The Challenge in a Nutshell
As I was sitting in on a deep dive session on Netezza at the IBM zIM (z Information Management) Boot Camp in late January 2013, I was having a bit of a déjà vu from way back when I was first introduced to DB2 UDB EEE (Enterprise Extended Edition). My experience was that when it behaved well it was extremely fast, which luckily enough was mostly the case. However, when a query turned bad there were certain fundamentals about MPP (Massive Parallel Processing) and data distribution that one needed to understand in order to be able to address the challenge.
Quick Introduction to IDAA
IBM’s IDAA offering is based on the Netezza technology and as an appliance it provides a turnkey, high-performance data warehouse/advanced analytics engine. The integrated database, server and storage solution is based on the IBM S-Blade architecture using x86 processors.
The Netezza box behind IDAA, (also known as the Accelerator when on the z Platform) is based on two key design elements to address the need for speed. On one side it’s all about dividing and conquering, using an AMPP (Asymmetric Massively Parallel Processing) approach to process workloads. Whereas the other differentiator is to use of FPGAs (Field Programmable Gate Arrays), which are specialized processors separate from normal CPU processing.
The functions that the FPGA performs on the Netezza box are to efficiently decompress data and apply relational operations like project based on the select list (i.e. reduce columns to what is actually needed) and restrict data using the where clause (i.e. return only rows that are relevant). Once data has been reduced to just what is needed it is passed on in uncompressed format to normal CPU cores for more complex processing like joins and aggregation.
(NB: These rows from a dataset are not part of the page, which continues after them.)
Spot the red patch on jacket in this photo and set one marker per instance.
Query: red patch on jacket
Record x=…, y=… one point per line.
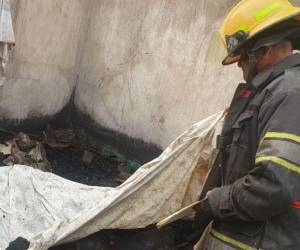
x=295, y=204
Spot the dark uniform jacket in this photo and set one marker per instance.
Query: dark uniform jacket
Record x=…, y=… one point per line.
x=257, y=205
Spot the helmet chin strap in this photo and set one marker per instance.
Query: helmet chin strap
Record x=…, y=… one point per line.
x=252, y=67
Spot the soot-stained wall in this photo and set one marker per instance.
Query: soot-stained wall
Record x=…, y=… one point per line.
x=144, y=68
x=151, y=68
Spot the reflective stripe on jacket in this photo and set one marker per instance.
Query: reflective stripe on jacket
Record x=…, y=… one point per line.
x=258, y=205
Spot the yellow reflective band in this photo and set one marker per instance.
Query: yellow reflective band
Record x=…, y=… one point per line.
x=267, y=11
x=276, y=135
x=231, y=241
x=243, y=27
x=283, y=163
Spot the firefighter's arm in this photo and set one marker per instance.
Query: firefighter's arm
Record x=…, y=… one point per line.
x=271, y=186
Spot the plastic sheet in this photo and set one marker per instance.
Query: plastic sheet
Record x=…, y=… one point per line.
x=48, y=210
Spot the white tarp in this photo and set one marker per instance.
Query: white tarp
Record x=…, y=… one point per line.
x=48, y=210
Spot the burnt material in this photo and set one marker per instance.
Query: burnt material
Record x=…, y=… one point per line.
x=132, y=148
x=147, y=239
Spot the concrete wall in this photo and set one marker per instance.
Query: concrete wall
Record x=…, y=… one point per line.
x=144, y=68
x=44, y=63
x=151, y=68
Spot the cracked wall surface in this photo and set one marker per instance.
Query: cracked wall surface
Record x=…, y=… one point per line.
x=151, y=68
x=43, y=66
x=144, y=68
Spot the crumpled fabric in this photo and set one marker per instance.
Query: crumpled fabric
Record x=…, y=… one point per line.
x=48, y=210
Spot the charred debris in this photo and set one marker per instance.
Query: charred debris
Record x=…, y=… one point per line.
x=80, y=151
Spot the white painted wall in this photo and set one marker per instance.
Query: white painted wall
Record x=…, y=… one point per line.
x=145, y=68
x=150, y=68
x=44, y=64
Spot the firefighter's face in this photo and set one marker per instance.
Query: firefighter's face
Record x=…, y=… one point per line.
x=262, y=58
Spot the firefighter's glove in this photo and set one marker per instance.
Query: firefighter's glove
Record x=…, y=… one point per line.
x=203, y=216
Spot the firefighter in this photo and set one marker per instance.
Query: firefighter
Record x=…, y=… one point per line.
x=254, y=198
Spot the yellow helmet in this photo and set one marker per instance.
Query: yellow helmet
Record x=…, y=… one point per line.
x=250, y=19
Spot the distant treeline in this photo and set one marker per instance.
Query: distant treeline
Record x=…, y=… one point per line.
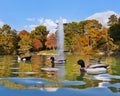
x=84, y=36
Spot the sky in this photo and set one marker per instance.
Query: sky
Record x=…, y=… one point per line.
x=27, y=14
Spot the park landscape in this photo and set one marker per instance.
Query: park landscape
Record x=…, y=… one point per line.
x=39, y=62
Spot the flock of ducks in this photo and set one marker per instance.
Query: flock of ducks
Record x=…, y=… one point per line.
x=97, y=68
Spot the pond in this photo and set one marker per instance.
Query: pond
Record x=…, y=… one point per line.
x=28, y=78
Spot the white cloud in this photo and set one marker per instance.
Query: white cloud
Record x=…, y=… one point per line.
x=30, y=19
x=1, y=23
x=41, y=20
x=50, y=24
x=30, y=27
x=102, y=17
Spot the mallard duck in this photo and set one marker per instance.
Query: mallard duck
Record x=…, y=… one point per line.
x=93, y=68
x=59, y=61
x=24, y=58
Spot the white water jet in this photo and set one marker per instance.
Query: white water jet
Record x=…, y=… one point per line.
x=60, y=39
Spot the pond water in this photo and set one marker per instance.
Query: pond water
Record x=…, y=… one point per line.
x=28, y=79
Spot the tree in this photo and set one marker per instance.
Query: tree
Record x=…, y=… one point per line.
x=37, y=44
x=25, y=41
x=51, y=41
x=114, y=32
x=8, y=39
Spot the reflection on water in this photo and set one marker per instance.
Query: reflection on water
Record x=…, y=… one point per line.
x=28, y=79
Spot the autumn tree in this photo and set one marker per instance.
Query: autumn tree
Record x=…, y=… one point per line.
x=51, y=41
x=37, y=44
x=112, y=20
x=25, y=41
x=8, y=39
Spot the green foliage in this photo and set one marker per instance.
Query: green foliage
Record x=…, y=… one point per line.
x=7, y=39
x=114, y=32
x=112, y=20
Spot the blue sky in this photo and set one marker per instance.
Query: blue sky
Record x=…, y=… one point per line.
x=26, y=14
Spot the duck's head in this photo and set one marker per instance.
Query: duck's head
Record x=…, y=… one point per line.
x=81, y=63
x=52, y=58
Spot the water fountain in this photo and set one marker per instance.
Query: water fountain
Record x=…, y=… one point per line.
x=60, y=40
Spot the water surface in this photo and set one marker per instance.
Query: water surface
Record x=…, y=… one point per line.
x=27, y=78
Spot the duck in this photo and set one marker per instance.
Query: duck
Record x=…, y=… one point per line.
x=28, y=58
x=59, y=61
x=93, y=68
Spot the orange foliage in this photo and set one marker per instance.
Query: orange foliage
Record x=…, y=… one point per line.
x=37, y=44
x=23, y=32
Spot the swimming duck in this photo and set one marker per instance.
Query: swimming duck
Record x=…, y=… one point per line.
x=93, y=68
x=59, y=61
x=24, y=58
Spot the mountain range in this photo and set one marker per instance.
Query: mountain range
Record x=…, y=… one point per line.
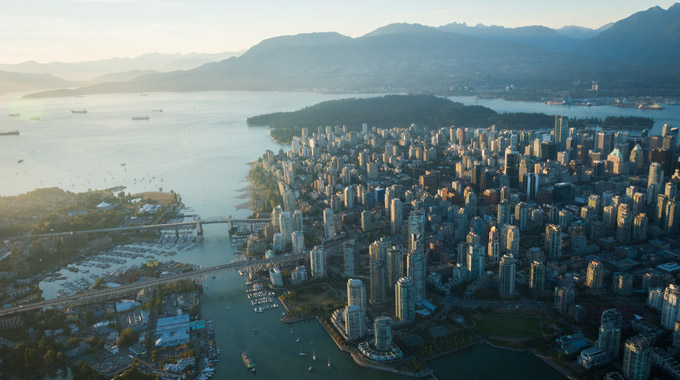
x=418, y=58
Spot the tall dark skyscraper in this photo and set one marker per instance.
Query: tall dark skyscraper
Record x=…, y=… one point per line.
x=512, y=167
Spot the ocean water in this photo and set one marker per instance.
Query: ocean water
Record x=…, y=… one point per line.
x=200, y=147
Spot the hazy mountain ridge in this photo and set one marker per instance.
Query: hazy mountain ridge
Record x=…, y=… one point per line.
x=646, y=37
x=10, y=81
x=417, y=58
x=90, y=70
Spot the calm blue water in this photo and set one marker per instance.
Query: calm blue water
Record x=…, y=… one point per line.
x=199, y=146
x=670, y=114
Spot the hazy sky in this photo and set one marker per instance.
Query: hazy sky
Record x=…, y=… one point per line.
x=74, y=30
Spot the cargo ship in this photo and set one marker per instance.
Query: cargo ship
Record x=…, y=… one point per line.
x=654, y=107
x=248, y=362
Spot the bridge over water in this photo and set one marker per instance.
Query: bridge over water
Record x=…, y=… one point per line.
x=197, y=223
x=92, y=296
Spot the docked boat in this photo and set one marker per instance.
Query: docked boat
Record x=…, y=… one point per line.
x=248, y=361
x=654, y=107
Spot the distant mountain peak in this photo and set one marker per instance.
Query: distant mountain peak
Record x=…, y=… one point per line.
x=402, y=28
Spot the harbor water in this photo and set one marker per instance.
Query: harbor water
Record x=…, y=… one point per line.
x=200, y=147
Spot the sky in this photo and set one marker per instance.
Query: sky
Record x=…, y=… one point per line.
x=79, y=30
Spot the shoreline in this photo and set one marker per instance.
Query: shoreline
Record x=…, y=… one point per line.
x=532, y=351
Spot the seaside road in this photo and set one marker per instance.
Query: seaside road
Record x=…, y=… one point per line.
x=100, y=295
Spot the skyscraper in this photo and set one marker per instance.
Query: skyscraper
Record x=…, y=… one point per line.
x=404, y=300
x=366, y=221
x=624, y=224
x=670, y=307
x=298, y=242
x=506, y=276
x=395, y=266
x=493, y=249
x=503, y=214
x=636, y=363
x=564, y=220
x=537, y=277
x=470, y=202
x=349, y=197
x=286, y=227
x=654, y=181
x=354, y=322
x=513, y=240
x=382, y=330
x=377, y=281
x=328, y=224
x=297, y=220
x=637, y=159
x=416, y=223
x=317, y=257
x=640, y=227
x=416, y=271
x=356, y=294
x=595, y=275
x=521, y=215
x=396, y=215
x=530, y=185
x=609, y=214
x=561, y=131
x=475, y=261
x=564, y=298
x=511, y=168
x=609, y=337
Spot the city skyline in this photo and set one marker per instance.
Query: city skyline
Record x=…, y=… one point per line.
x=81, y=30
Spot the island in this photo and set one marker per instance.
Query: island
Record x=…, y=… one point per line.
x=426, y=110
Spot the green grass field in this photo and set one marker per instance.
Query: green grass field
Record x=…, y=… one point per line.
x=508, y=326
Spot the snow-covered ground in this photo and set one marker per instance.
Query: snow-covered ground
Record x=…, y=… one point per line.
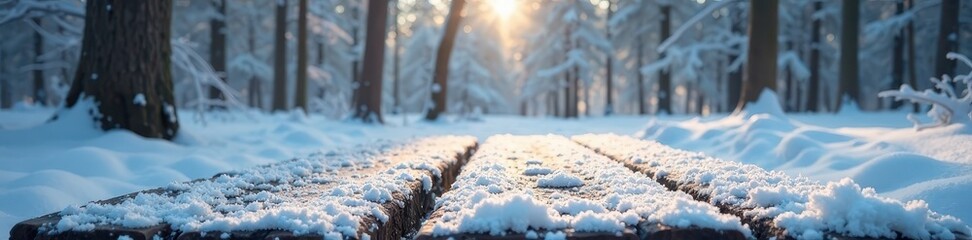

The bottom line is that in terms of performance IDAA provides unprecedented response times to enable 'train of thought' type of analyses that otherwise could be prevented by having poor query performance.
In addition, there is deep integration with DB2 for z/OS, which provides transparency to all applications. This transparency may be considered at two levels. Where the query executes (DB2 vs. Accelerator) is handled seamlessly, but obviously performance may be noticeably different.
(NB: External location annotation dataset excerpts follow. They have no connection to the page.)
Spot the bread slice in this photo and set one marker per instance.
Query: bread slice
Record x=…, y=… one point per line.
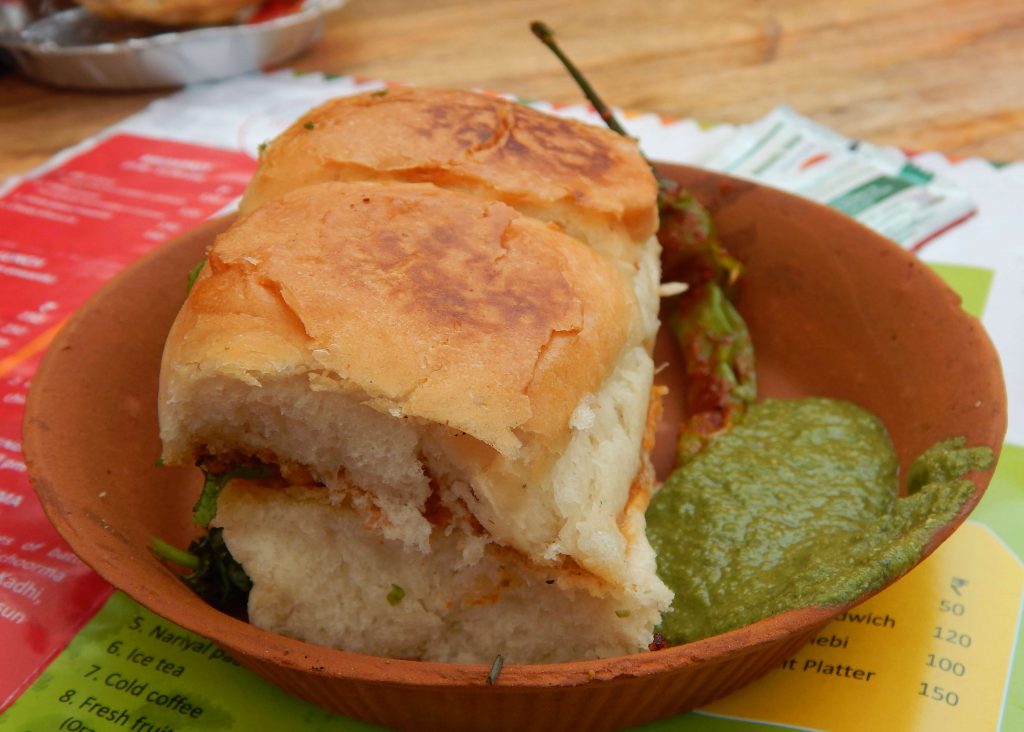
x=588, y=180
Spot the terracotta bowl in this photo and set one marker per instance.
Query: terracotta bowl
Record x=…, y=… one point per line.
x=835, y=310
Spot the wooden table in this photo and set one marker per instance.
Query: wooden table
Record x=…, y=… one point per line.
x=944, y=75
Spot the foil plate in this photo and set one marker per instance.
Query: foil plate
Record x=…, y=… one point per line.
x=76, y=49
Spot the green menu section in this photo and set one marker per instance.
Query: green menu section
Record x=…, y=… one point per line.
x=130, y=670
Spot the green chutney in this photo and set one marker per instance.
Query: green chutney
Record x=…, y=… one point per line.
x=796, y=507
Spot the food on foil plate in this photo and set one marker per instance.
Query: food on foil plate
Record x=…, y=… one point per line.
x=170, y=12
x=425, y=348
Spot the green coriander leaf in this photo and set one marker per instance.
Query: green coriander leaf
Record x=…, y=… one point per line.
x=206, y=507
x=194, y=275
x=496, y=670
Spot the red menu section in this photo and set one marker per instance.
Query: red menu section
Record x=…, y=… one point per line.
x=61, y=234
x=66, y=231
Quite often data being copied onto the Netezza box is live operational data and the need for data to be continuously maintained (i.e. trickle-feed) has been a high priority requirement for many users. Now that trickle-feed updates have been enabled using log based near real-time replication (new feature added in V3.1), the query results will be consistent regardless of where the query executes.
We are talking about self-managed workloads where queries are executed in the most efficient location. Once the system is enabled and sessions can be established there are three other preconditions that need to be met for a query to be selected to run on the Accelerator:
- All tables referenced in the query need to be on the Accelerator.
- Heuristics (complex vs. transactional queries) will determine if the query is allowed to run on the Accelerator.
- The SQL syntax being used must be supported by the Accelerator (there are still some gaps to be closed, but with each release of IDAA fewer gaps remain).
Finally, the solution includes simplified administration through the application of hands-free operations, eliminating most database tuning tasks. Although, as already alluded there are cases where we need to understand what goes on under the hood.
This combination of traditional mainframe technology and blade technology is also referred to as hybrid architecture and is the way forward when it comes to bringing additional speed to the z/OS platform.
What Can Go Wrong?
In this article we will only focus on query related poor performance, which in essence can be caused by the following factors:
- Inefficient data distribution
- Ineffective data organization/clustering
- Intermediate skew
- Cartesian product joins (aka cross joins)
- Nested loop joins (aka expression joins)
- Disk based hash joins
These challenges lead to two fundamental design objectives; maximizing distribution both from a data and a processing perspective, as well as ensuring that related data is collocated within so-called data slices. From a processing point of view, data slices are also referred to as SPUs (Snippet Processing Units); however, before addressing these design objectives in more detail we will first take a look at data organization and clustering. In the last part of this article we will go into some more join specific challenges.
Managing Data Organization/Clustering
Organization and clustering of data is defined with the ORGANIZE ON clause, specifying a set of columns. The order of the columns is immaterial, since IDAA clusters records inside a chunk using Hilbert space-filling curve in N-dimensional space. Hence, a predicate subset of organizing columns has benefit as well, in terms of reducing the chunks that need to be scanned.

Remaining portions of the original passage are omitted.